L'ambassadeur.--Que Votre Majesté fasse connaître ses intentions à son ambassadeur, l'Empereur mon maître ne demande pas mieux que de régler sa marche sur celle de Votre Majesté. L'Empereur est prêt à tout, et sa pensée la plus chère est pour les intérêts et la gloire de Votre Majesté. J'ai l'honneur de le lui répéter. Votre Majesté me permet-elle de revenir sur une partie de cette conversation?

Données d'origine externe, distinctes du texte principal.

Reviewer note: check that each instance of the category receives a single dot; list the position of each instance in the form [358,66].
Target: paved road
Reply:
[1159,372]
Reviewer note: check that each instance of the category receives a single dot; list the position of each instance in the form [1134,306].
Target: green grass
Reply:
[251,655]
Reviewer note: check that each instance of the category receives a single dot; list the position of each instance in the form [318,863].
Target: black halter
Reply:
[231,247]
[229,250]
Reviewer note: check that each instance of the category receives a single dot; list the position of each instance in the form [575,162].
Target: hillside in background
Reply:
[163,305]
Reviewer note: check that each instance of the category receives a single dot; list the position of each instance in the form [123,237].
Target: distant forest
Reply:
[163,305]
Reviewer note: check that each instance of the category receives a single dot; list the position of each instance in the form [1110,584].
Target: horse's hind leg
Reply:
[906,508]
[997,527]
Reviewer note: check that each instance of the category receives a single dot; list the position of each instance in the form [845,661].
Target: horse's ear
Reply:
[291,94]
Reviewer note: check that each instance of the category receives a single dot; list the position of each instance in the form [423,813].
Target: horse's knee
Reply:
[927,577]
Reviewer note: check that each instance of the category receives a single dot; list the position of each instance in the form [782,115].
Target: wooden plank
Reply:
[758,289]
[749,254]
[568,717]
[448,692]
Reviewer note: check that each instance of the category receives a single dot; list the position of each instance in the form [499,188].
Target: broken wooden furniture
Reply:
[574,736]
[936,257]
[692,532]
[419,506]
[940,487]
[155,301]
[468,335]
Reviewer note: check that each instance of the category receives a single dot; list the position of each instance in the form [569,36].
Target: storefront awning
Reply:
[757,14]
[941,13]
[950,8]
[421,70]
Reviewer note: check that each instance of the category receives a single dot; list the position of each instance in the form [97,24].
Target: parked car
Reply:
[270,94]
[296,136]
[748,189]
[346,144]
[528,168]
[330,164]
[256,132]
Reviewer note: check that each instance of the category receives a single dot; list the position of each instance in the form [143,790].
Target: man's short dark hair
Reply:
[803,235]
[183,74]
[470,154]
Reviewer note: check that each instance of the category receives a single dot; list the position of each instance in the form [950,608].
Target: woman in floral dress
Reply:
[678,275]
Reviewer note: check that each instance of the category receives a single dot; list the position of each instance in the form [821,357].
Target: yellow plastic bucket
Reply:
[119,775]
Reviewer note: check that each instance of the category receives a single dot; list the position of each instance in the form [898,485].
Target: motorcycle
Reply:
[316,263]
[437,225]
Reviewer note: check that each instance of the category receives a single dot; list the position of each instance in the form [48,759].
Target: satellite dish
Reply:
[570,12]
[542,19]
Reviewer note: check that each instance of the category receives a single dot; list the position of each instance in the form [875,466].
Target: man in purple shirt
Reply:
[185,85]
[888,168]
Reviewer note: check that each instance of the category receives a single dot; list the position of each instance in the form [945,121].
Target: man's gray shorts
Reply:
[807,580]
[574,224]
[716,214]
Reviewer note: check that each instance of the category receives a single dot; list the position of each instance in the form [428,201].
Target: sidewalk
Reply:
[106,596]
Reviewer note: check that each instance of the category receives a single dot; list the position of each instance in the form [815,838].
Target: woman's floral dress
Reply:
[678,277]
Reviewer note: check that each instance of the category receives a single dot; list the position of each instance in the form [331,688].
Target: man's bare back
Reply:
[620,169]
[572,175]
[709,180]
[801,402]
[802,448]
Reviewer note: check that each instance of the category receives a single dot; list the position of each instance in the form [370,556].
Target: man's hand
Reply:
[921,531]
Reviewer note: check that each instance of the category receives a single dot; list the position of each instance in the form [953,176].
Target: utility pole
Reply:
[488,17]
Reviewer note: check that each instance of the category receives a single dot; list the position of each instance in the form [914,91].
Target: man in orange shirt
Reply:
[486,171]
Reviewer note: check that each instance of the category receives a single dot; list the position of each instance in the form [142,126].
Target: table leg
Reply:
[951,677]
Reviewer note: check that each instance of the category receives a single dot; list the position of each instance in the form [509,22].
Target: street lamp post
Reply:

L'empereur.--Avec plaisir.
L'ambassadeur.--J'avais à cœur, Sire, de faire connaître à Votre Majesté les véritables intentions de mon maître, et j'ai commencé par là. Maintenant, je dois aussi répondre relativement à ses intérêts. Les compensations dont Votre Majesté parle en Turquie sont une conquête à faire, tandis que par la non-exécution du traité de Tilsit et de l'armistice qui en a été la conséquence, celles de Votre Majesté sont faites. Il faudrait se battre pour conquérir et se battre encore pour conserver. Ces provinces n'ont point de commerce et aucun des avantages que recueillerait Votre Majesté. Si elle veut peser avec une entière impartialité tout ce que présente la position de l'une et de l'autre puissance, elle ne doutera plus que la position de la France relativement à la Turquie serait la même que celle de la Russie relativement à la Prusse, si l'attachement de l'empereur Napoléon pour l'empereur Alexandre ne faisait pencher la balance de son côté.
L'empereur.--Cela se peut. Vous présentez bien la chose. Mais je m'en réfère toujours à ce que m'a dit l'empereur Napoléon. J'ai été au-devant de tout ce qu'il a pu désirer. Ses intérêts ont été la base de ma conduite. Je n'ai compté les miens pour rien, car je n'ai point de nouvelles de ma flotte. J'attends donc l'effet de la bonne amitié qu'il m'a témoignée; il a des preuves de la mienne. Je ne puis entrer dans un arrangement dont il n'a jamais été question entre nous, et qui dépouillerait un prince qui a déjà tant perdu. Qu'il soit remis en possession de tout ce que le traité de Tilsit lui restitue et que l'Empereur a dit lui avoir remis pour moi. Ensuite, il en arrivera ce que Dieu voudra. Je ne doute point des intentions de l'Empereur, mais ici, il faut quelque chose qui prouve à la nation et à l'armée que notre alliance n'est pas seulement à votre avantage. Il est de votre intérêt de la nationaliser; je vous parle franchement, ce serait même me servir personnellement. L'Empereur, d'après ce qu'il m'a dit à Tilsit, n'a pas des Turcs une opinion qui le fasse tenir à eux. C'est lui qui a fait notre lot et le sien: quelque chose à l'Autriche pour satisfaire son amour-propre plutôt que son ambition, telles étaient ses intentions. Elles ne peuvent avoir changé, puisque j'ai été depuis lors au-devant de tout ce qu'il a pu désirer. Quant à la conquête à faire pour lui, mes troupes sont prêtes, s'il revient à ses premières intentions. Ce sont les Turcs qui ont rompu l'armistice. Si je n'étais pas de bonne foi avec l'Empereur, j'aurais donc un prétexte de rompre avec eux sans porter atteinte au traité de Tilsit.